Huntingdon is a National Hunt venue situated in Brampton, close to Huntingdon in Cambridgeshire.
It actually sits on a site called ‘Brampton Racecourse’, an important area and a biological site of special interest. The site is within the flood plain of Alconbury Brook and contains many species.
Over on the race track, the most notable event to take place is the Peterborough Chase, a Grade 2 race in December.
- Address – Huntingdon Racecourse, Brampton, Huntingdon, Cambridgeshire, PE28 4NL.
- Owner – The Jockey Club.
- TV Station – Racing TV.
- Type – National Hunt.
- Surface – Turf.
Relatively strangely for a jumps course, Huntingdon is a pretty basic oval. It is right-handed, pretty flat and features easy bends. It often proves to be quite quick, though is around one and a half miles in length.
Each circuit features nine fences, and while the course is easy enough underneath, some of the obstacles can be rather challenging. What was the water jump here has been filled in and now features Astroturf.
Overall, speed is favoured more than stamina, so look out for those horses with fine speed figures as they can win races between obstacles, though of course when the ground is particularly soft then stamina will come into play.
Jockeys agree that Huntingdon rides very quick in the main, and given that it does tend to attract some horses from the Flat from nearby Newmarket, it is ideally situated.
With that, the form doesn’t always translate well to other tracks, but as a punter just be aware of what skills are needed around here on ground better than heavy.
A ‘racier’ type is needed as those long-striding, big and heavy jumps horses can find things a little too quick.
Visiting Huntingdon Racecourse
Most people visiting Huntingdon are taken by the relaxed atmosphere, something more common in racing away from the major venues such as Ascot.
Casual clothing is the order of the day for the most part, especially in the main enclosure and away from the hospitality areas, while those working at the track are known to make everyone welcome.
How to Get to Huntingdon Racecourse
The racecourse sits only a half-mile from the A14, with those visiting coming off at junction 22. The A14 can be accessed easily from the A1, M1, M11 and the M6.
Peterborough is just 20 miles north up the A1(M), Cambridge is 24 miles south-east on the A14, Northampton is a 36-mile drive to the west using the A45 and A14 while even London and Birmingham are within reach, being 66 miles and 78 miles away respectively.
Once at the track, racegoers can avail themselves of free on-site parking.
Where to Stay
Although there are rooms available in and around the Huntingdon area, much like race days at Newmarket many people choose to stay in Cambridge which is very close by.
Huntingdon Racecourse Fixtures
|Sunday||10th Dec 2023||Afternoon||Jump / Turf|
Best Races at Huntingdon
Huntingdon is famous for its Peterborough Chase, though there are some other decent races staged at the track.

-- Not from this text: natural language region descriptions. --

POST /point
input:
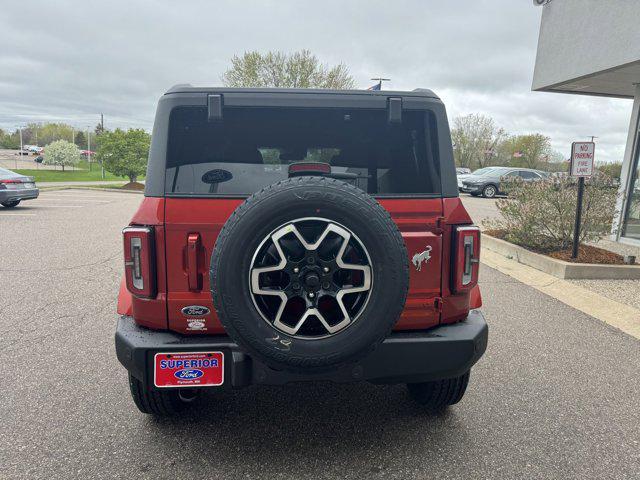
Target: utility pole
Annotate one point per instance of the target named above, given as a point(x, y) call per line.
point(102, 131)
point(89, 146)
point(20, 130)
point(380, 80)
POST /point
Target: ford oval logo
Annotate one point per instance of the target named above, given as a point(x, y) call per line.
point(188, 374)
point(195, 310)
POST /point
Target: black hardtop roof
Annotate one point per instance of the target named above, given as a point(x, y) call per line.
point(188, 88)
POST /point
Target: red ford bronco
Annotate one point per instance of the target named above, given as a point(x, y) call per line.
point(299, 235)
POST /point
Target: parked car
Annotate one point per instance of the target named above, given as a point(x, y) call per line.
point(491, 183)
point(15, 187)
point(238, 273)
point(462, 177)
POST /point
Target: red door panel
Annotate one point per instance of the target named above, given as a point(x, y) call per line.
point(184, 218)
point(417, 220)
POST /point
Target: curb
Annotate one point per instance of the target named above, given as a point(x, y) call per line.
point(560, 268)
point(616, 314)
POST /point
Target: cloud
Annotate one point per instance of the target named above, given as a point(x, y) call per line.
point(71, 60)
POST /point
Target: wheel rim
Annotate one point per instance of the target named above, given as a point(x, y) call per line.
point(310, 278)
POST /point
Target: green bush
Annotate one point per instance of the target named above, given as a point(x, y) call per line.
point(124, 153)
point(540, 215)
point(61, 153)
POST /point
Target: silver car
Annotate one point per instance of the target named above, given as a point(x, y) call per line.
point(15, 187)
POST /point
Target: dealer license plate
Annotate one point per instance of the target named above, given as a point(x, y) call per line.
point(188, 369)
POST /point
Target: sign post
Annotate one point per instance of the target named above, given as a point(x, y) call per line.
point(582, 163)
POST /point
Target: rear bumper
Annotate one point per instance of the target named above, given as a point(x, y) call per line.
point(13, 195)
point(442, 352)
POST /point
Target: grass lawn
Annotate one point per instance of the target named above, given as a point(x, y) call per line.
point(70, 175)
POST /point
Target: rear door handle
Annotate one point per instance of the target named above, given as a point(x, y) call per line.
point(193, 249)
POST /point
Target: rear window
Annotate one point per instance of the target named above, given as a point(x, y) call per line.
point(253, 147)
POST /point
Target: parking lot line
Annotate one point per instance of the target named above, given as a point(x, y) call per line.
point(71, 195)
point(78, 200)
point(60, 206)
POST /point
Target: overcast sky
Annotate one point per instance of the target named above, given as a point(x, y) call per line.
point(70, 60)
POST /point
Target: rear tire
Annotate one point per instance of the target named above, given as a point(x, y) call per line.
point(489, 191)
point(158, 402)
point(436, 396)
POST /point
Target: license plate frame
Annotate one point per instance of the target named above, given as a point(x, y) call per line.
point(188, 369)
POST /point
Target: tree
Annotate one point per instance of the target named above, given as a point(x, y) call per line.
point(49, 132)
point(61, 153)
point(530, 151)
point(540, 215)
point(475, 138)
point(612, 170)
point(124, 153)
point(300, 69)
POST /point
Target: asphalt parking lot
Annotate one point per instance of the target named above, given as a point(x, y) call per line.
point(556, 395)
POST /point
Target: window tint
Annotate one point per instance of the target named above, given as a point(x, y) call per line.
point(253, 147)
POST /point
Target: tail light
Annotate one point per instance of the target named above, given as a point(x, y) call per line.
point(139, 261)
point(466, 259)
point(11, 182)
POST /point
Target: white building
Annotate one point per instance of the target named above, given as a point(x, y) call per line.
point(592, 47)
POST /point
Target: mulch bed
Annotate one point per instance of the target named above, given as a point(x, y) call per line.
point(586, 253)
point(132, 186)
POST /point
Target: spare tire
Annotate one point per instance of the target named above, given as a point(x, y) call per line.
point(309, 274)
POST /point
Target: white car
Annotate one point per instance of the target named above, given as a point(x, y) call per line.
point(480, 171)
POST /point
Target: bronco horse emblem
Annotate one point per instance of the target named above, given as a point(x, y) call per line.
point(418, 258)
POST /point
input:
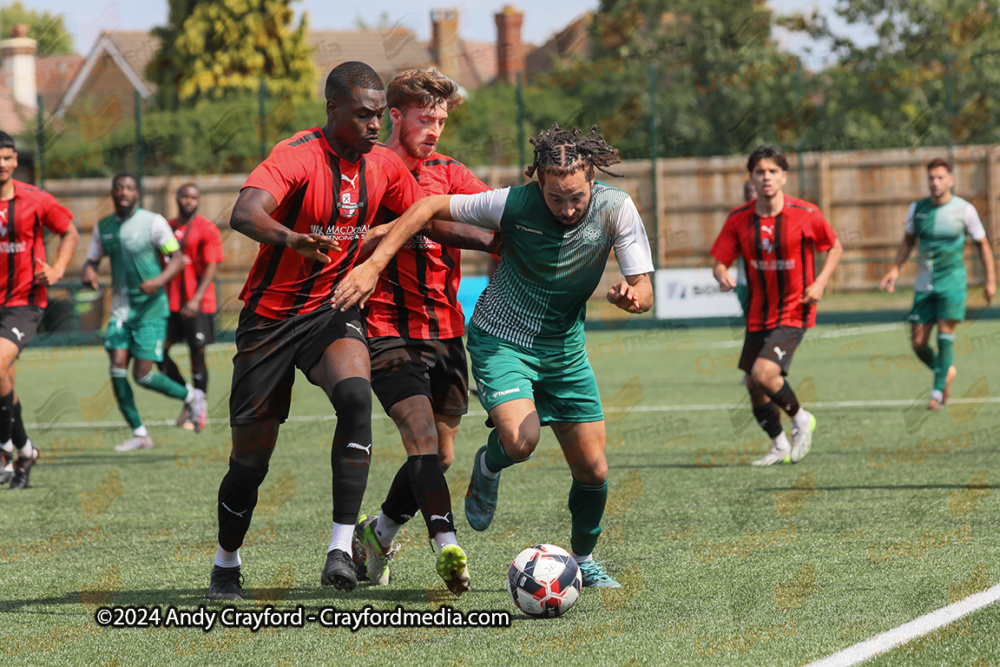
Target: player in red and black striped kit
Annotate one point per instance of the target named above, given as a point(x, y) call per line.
point(415, 329)
point(309, 204)
point(776, 235)
point(25, 211)
point(192, 296)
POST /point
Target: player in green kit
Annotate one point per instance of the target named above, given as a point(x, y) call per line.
point(134, 239)
point(940, 223)
point(526, 339)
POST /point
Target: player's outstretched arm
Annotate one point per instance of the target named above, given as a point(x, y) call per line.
point(726, 281)
point(888, 282)
point(252, 217)
point(359, 284)
point(50, 275)
point(633, 295)
point(814, 292)
point(990, 283)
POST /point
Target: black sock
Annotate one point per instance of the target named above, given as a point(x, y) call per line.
point(400, 504)
point(351, 454)
point(17, 432)
point(169, 368)
point(6, 416)
point(199, 370)
point(431, 492)
point(769, 419)
point(785, 399)
point(237, 498)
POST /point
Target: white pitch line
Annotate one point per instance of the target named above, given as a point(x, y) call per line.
point(704, 407)
point(918, 627)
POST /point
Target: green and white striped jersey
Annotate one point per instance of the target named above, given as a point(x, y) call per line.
point(134, 246)
point(941, 232)
point(548, 270)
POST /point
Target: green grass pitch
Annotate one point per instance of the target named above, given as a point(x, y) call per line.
point(892, 515)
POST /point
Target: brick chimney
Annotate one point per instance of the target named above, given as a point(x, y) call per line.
point(18, 53)
point(446, 48)
point(510, 48)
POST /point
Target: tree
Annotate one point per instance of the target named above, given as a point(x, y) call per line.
point(46, 28)
point(217, 48)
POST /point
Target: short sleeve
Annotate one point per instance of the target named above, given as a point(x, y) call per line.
point(57, 218)
point(281, 173)
point(910, 228)
point(463, 182)
point(973, 225)
point(163, 237)
point(96, 251)
point(726, 248)
point(631, 244)
point(821, 232)
point(484, 209)
point(402, 190)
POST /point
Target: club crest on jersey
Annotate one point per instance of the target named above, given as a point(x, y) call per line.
point(348, 204)
point(593, 234)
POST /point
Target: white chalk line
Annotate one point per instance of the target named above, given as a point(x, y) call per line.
point(918, 627)
point(704, 407)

A number of good novices turn up here, while the below races are the best staged at Huntingdon on paper:
|Peterborough Chase||4yo+, Chase, Grade 2||2m4f||December|
|Mares’ Bumper||4-6yo, Mares Only, National Hunt Flat Race, Listed||2m||December|
|Chatteris Fen Juvenile Hurdle||4yo Only, Hurdle, Class 2||2m||January|
|Lady Protectress Mares’ Chase||5yo+, Mares Only, Chase, Listed Race||2m4f||January|
|Sidney Banks Memorial Novices’ Hurdle||4yo+, Novices’ Hurdle, Listed Race||2m3½f||February|
|Handicap Hurdle||4yo+, Handicap Hurdle, Class 2||2m3½f||February|
About Huntingdon Racecourse
The first race meeting on record at Huntingdon was back in 1886 on Easter Monday.

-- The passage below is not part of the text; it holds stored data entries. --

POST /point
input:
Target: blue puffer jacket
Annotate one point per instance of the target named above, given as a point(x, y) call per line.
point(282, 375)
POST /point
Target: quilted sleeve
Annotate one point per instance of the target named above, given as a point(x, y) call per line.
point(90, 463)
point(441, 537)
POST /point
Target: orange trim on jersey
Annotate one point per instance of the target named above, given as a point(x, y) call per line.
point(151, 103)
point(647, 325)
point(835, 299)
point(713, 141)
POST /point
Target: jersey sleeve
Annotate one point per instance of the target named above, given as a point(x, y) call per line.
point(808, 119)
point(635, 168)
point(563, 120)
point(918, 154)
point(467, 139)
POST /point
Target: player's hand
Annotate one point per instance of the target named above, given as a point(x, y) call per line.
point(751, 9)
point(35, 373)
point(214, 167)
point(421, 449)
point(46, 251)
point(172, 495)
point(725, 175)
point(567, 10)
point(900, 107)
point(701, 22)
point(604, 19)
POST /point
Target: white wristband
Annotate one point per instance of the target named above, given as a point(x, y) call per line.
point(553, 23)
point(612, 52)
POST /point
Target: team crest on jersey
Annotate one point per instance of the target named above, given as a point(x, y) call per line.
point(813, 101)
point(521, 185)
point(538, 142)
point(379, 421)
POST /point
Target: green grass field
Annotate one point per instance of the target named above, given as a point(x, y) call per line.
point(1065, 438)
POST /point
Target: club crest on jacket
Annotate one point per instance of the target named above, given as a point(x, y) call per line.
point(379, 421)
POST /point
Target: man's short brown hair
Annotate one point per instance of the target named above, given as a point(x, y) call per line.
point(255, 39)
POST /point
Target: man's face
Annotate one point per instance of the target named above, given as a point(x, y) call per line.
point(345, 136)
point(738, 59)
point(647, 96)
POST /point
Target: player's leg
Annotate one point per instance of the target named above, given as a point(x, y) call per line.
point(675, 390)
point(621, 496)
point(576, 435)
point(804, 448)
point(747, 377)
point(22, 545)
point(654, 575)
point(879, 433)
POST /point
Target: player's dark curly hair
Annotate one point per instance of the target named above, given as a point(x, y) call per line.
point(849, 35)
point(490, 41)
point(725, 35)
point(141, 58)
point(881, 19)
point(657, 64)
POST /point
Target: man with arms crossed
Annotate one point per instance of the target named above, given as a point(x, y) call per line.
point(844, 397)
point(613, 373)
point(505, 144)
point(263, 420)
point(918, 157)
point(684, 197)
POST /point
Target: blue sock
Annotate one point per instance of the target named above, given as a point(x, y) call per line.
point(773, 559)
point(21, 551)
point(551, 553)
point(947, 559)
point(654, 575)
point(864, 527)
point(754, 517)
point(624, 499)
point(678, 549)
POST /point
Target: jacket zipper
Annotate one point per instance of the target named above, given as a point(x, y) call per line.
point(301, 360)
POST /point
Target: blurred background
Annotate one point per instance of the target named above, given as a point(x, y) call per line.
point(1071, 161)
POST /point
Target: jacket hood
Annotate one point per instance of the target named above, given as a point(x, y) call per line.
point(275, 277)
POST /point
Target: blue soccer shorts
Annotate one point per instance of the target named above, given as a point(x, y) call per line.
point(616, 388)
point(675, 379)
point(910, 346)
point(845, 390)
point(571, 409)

There was one event, a chase contest over three miles and is really sparked interest in the sport in the local area.
The racecourse was part of the Huntingdon Steeplechase Group in 1920 and increased activities gradually over the years.
In 1953, construction of a grandstand was organised as developments on site took hold, in fact that grandstand is still in use today.
In recent years, the programme has grown quiet impressively at Huntingdon, with plenty of good novices showing up here to carry on their education.
The key race however is still December’s Peterborough Chase.
The Peterborough Chase
The standout race on the calendar at Huntingdon, the Grade 2 Peterborough Chase is for those aged four and over and is known as a top-class winter event over 2½ miles.
The race is run in early December, features good prize money and there are sixteen fences to be jumped.
Some quality horses have won the Peterborough en route to Cheltenham, Aintree and other places, including Wayward Lad (twice), One Man, Edredon Bleu (four times), Best Mate, Monet’s Garden, Al Ferof and Top Notch (twice).
Those being potentially aimed at the Champion Chase, Ryanair Chase or even the Gold Cup may be sent to contest the Peterborough Chase first.